"Freed from the beat and the pulse… playing for the heart and the soul".
Tra le righe del primo, accattivante singolo "Beat And The Pulse", è descritta in maniera forse involontaria ma sicuramente perfetta l'anima musicale degli Austra, terzetto canadese, al suo album d'esordio. Sì, perche "Feel It Break" è un disco palpitante, liberatorio e mistico come un rito d'iniziazione, sospeso com'è tra atmosfere a tratti algide, a tratti portatrici di una vitalità urgente e carnale.
Nulla di particolarmente innovativo nella loro proposta, se pensiamo alla somiglianza con nomi molto vicini a certo pop di influenze gotiche e dal forte tasso emozionale, quali ad esempio Zola Jesus o l'ombroso fascino di una Natasha Kahn. Ma soprattutto la mente corre a tendenze di stampo nordico recenti, e quindi soprattutto agli Knife, dei quali gli Austra riprendono quel gusto per le taglienti partiture elettroniche quasi industrial, ma sempre caldamente pop. Quel tono lugubre e claustrofobico, spesso carico di inquietudine sofferta rimanda, invece, senz'altro a Fever Ray. Musica intensa, (melo)drammatica, e spesso a tinte scure, perciò quella degli Austra, il cui non plus ultra è rappresentato dall'ammaliante voce della frontgirl Katie Stelmanis, angosciosa ma anche vivace nella sua passionalità avvolgente.
L'iniziale "Darken Her Horse" è un bellissimo esempio di elettro-pop, che parte solenne e austero tra i sontuosi vocalizzi della Stelmanis, e si sublima in una trascinante malinconia depechemodiana.

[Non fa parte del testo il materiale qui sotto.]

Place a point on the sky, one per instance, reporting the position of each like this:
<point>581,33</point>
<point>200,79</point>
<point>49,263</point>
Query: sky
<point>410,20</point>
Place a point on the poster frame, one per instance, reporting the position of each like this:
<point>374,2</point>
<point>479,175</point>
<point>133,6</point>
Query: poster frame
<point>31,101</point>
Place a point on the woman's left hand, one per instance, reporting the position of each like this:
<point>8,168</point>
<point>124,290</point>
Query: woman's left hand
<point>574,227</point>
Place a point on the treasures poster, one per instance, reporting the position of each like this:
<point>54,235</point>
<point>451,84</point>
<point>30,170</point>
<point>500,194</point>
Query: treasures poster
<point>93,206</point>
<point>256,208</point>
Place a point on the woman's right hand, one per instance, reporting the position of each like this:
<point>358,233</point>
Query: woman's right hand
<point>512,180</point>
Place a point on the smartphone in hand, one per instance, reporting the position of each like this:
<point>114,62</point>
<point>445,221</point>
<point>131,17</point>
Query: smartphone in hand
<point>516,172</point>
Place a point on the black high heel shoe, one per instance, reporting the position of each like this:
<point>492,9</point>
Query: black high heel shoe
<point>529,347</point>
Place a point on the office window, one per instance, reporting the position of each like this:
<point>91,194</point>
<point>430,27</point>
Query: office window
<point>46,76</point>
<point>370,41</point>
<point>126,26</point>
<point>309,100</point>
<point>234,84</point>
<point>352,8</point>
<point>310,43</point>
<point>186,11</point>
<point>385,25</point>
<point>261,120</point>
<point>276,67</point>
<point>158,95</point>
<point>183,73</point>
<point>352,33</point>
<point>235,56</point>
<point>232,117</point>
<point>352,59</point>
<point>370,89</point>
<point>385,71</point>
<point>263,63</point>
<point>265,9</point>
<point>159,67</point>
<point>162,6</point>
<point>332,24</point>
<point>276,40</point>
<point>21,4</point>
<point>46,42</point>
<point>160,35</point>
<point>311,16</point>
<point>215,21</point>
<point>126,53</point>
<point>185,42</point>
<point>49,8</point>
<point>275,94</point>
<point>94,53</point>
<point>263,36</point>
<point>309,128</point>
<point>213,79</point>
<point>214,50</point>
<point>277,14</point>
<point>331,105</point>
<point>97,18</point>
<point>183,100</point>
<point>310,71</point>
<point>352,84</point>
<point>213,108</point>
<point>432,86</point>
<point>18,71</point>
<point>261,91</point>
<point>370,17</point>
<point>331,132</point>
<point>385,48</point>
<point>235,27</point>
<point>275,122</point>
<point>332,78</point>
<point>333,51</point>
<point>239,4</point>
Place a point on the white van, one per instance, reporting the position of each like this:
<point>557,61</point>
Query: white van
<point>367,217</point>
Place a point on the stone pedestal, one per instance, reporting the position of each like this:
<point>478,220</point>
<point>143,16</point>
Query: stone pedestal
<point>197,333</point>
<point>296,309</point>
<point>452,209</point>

In "Lose It", invece, ella si trasforma in una sorta di enigmatico usignolo, con i suoi falsetti in stile rococò, ad animare una fiaba dal ritmo classicheggiante e arioso seppur sintetico. "The Future" è un altro episodio godibilissimo, dall'andamento più saltellante e festoso rispetto alle precedenti tracce e caratterizzato ancora dalla gran presa di una voce, stavolta fresca e disincantata. Le artificiali e robotiche geometrie di "Beat And The Pulse" rappresentano l'esemplificazione più caratteristica della commistione prima menzionata tra ossessioni in pura grammatica industrial e declinazioni synth-pop, dalle definite reminiscenze eighties. Le partiture prima thriller e poi celestiali di "Spellwork", su melodia radiosa e magnetica, completano l'entusiasmante inizio del disco.
Un po' di stanchezza comincia però ad affiorare nella parte centrale dell'album, eccessivamente monotematica e mancante delle melodie accattivanti, brillantemente esibite prima. Pecca senz'altro perdonabile ad un gruppo all'esordio e che ha dimostrato di avere ottime potenzialità.
La parte finale del disco recupera crediti attraverso il synth-pop sempre rimodellato in chiave dark di "The Villain", e soprattutto con il sorprendente esperimento pop di "Shoot The Water", una delle perle del disco, con quel suo andamento spiritosamente operistico, efficace prova della capacità della band di elaborare stili anche molto distanti (o almeno in apparenza) dai propri canoni.
Convincente nonostante le sue (comprensibili) imperfezioni e incompletezze, quest'esordio degli Austra, probabili nuovi alfieri (o almeno così ci auguriamo) di un pop forse tedioso e paranoico, ma anche ammaliante, magico e tremendamente appiccicoso.